Semi-supervised Learning From Demonstration Through Program Synthesis: An Inspection Robot Case Study
Smith, Simón C., Ramamoorthy, Subramanian
Semi-supervised learning improves the performance of supervised machine learning by leveraging methods from unsupervised learning to extract information not explicitly available in the labels. Through the design of a system that enables a robot to learn inspection strategies from a human operator, we present a hybrid semi-supervised system capable of learning interpretable and verifiable models from demonstrations. The system induces a controller program by learning from immersive demonstrations using sequential importance sampling. These visual servo controllers are parametrised by proportional gains and are visually verifiable through observation of the position of the robot in the environment. Clustering and effective particle size filtering allows the system to discover goals in the state space. These goals are used to label the original demonstration for end-to-end learning of behavioural models. The behavioural models are used for autonomous model predictive control and scrutinised for explanations. We implement causal sensitivity analysis to identify salient objects and generate counterfactual conditional explanations.
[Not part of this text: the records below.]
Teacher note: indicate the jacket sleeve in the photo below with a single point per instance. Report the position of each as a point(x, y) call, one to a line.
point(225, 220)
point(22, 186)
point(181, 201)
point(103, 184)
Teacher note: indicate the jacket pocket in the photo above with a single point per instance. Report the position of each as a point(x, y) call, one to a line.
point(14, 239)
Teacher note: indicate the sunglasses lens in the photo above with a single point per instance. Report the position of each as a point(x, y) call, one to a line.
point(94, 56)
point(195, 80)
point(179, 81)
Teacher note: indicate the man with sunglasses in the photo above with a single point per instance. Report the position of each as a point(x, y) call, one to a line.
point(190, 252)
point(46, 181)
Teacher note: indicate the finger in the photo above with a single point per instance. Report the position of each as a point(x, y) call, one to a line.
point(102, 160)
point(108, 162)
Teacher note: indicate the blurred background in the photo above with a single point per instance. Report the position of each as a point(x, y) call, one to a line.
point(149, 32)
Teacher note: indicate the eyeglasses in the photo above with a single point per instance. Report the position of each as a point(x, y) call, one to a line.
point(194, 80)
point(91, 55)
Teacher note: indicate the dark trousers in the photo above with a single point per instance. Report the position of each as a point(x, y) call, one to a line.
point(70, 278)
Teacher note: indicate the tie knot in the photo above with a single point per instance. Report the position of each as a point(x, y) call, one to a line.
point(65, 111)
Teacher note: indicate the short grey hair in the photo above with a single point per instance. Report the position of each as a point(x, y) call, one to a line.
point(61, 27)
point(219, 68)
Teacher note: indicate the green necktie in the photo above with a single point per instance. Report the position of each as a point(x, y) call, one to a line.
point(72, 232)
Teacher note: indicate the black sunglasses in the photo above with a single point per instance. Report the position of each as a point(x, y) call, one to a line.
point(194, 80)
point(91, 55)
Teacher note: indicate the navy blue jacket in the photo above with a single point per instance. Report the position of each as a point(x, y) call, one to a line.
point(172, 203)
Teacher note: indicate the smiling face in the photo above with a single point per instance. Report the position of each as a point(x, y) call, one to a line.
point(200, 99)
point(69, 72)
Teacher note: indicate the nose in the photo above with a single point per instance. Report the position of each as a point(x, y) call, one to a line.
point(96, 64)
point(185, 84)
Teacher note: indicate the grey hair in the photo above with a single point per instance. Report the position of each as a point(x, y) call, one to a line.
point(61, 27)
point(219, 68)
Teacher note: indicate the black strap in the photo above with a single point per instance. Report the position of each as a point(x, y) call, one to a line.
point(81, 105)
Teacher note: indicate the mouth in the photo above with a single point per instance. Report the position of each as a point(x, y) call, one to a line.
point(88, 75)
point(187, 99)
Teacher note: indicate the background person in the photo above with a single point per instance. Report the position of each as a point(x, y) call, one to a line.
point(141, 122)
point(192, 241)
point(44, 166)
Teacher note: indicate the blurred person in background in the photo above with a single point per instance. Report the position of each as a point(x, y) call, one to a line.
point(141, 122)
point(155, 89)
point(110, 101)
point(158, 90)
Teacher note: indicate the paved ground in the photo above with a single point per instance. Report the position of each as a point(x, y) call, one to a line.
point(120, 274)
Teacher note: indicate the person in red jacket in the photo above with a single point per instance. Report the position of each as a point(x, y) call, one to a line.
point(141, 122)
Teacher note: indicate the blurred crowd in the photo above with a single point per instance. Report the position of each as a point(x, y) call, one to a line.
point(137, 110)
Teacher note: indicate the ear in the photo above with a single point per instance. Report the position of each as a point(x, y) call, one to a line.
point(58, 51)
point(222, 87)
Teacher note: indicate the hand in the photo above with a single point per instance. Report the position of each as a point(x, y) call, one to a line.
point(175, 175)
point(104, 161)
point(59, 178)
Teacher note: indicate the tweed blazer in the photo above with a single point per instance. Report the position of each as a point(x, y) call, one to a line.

These features enable decision making interpretation and post hoc discovery of the causes of a failure. The proposed system expands on previous approaches to program synthesis by incorporating repellers in the attribution prior of the sampling process. We successfully learn the hybrid system from an inspection scenario where an unmanned ground vehicle has to inspect, in a specific order, different areas of the environment. The system induces an interpretable computer program of the demonstration that can be synthesised to produce novel inspection behaviours. Importantly, the robot successfully runs the synthesised program on an unseen configuration of the environment while presenting explanations of its autonomous behaviour.